それを防ぐために、基底層の色素細胞は、メラニン色素を過剰に産生します。

色素細胞の数も増えてきます。

この一連の働きは、有害な紫外線を肌の内部まで侵入させないように、肌をメラニン色素で黒くすることによって守ろうとする体の自然な働きによるのものです。

そもそもメラニン色素とは、微細な黄褐色の色素です。

皮膚の表面に近いほど褐色調は強くなり、その量が多いと黒褐色、あるいは黒色に見えてきます。

皮膚の深くに入ると青色調が強くなり、たとえば赤ちゃんの蒙古斑は、表皮の奥の真皮の中にメラニン色素が増えたものです。


・シミの生成

さて、角化細胞に供給されたメラニン色素は、通常ターンオーバーによって1か月程度で剥がれ落ちていきます。

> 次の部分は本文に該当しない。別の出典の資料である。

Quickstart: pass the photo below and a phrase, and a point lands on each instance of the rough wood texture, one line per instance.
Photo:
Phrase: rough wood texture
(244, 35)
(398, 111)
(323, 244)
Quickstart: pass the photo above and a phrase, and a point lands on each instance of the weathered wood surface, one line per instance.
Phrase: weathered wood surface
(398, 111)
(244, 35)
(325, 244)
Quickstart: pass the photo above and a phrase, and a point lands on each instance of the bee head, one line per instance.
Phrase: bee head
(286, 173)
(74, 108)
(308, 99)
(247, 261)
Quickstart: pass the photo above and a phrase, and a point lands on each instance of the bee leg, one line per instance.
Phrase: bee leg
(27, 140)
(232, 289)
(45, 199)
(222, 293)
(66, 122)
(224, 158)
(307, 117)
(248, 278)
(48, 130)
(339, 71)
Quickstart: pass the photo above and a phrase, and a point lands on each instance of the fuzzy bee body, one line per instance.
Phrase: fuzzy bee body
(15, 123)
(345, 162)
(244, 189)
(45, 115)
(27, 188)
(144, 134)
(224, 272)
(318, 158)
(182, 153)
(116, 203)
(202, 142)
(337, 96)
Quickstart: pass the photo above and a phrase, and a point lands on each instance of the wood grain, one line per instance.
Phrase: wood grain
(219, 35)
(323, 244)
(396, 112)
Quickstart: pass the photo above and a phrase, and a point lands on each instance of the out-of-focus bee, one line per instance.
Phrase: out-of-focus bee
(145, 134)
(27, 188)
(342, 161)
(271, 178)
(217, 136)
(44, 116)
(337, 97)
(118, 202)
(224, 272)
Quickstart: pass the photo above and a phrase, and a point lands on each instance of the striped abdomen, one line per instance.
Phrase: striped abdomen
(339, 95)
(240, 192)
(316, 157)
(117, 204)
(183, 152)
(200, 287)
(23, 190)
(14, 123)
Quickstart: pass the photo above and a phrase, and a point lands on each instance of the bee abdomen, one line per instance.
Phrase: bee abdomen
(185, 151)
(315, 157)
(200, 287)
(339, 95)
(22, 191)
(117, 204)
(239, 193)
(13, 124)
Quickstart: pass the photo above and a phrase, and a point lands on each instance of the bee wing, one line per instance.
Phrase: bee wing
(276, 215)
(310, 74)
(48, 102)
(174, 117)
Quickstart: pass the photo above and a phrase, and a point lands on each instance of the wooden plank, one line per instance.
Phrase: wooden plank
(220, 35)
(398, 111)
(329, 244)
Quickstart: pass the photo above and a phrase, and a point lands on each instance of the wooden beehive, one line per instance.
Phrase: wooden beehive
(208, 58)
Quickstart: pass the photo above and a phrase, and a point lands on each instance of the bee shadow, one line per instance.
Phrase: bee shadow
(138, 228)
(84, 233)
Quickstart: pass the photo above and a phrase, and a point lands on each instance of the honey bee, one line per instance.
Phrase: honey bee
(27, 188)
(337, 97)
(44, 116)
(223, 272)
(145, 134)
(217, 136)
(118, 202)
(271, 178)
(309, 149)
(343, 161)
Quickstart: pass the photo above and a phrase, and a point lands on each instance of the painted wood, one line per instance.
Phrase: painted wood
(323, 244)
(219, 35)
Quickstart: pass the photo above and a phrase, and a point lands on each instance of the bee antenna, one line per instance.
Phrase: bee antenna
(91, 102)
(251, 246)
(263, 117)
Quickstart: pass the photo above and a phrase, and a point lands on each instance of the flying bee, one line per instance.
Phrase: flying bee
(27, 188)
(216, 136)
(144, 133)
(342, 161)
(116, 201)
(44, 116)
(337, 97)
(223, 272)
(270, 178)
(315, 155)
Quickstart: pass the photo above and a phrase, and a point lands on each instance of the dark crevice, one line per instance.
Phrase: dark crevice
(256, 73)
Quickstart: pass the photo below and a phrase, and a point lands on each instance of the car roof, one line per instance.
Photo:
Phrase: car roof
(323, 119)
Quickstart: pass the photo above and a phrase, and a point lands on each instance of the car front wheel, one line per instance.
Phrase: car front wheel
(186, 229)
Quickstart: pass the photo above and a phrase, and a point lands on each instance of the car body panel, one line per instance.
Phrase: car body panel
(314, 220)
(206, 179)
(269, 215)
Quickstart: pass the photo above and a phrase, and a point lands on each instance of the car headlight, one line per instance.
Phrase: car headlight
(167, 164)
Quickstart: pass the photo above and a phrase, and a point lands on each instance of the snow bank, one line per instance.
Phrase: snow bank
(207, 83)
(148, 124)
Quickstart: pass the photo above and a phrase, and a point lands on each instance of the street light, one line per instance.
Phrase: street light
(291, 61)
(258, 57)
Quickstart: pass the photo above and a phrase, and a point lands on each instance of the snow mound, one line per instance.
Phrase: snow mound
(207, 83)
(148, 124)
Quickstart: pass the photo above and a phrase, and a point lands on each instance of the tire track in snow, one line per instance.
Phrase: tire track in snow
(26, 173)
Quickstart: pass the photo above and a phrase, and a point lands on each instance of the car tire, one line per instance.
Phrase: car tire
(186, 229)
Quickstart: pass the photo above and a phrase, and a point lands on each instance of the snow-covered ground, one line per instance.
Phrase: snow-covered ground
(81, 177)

しかしながら、紫外線を長期間浴び続けて過剰にメラニン色素を産出したり、加齢やストレス、ホルモンバランスによりターンオーバーが乱れてしまうと、メラニンがうまく排出されず肌内部に停滞してしまいます。

結果、肌内部に沈着したメラニンが褐色調の色味を帯び、肌表面に浮かび上がって来ます。

そもそもメラニン色素は常時生成されているものなので、シミは周囲よりもメラニンの量が過剰で、皮膚の色が濃く見えている状態ということです。

これがシミのできる仕組みです。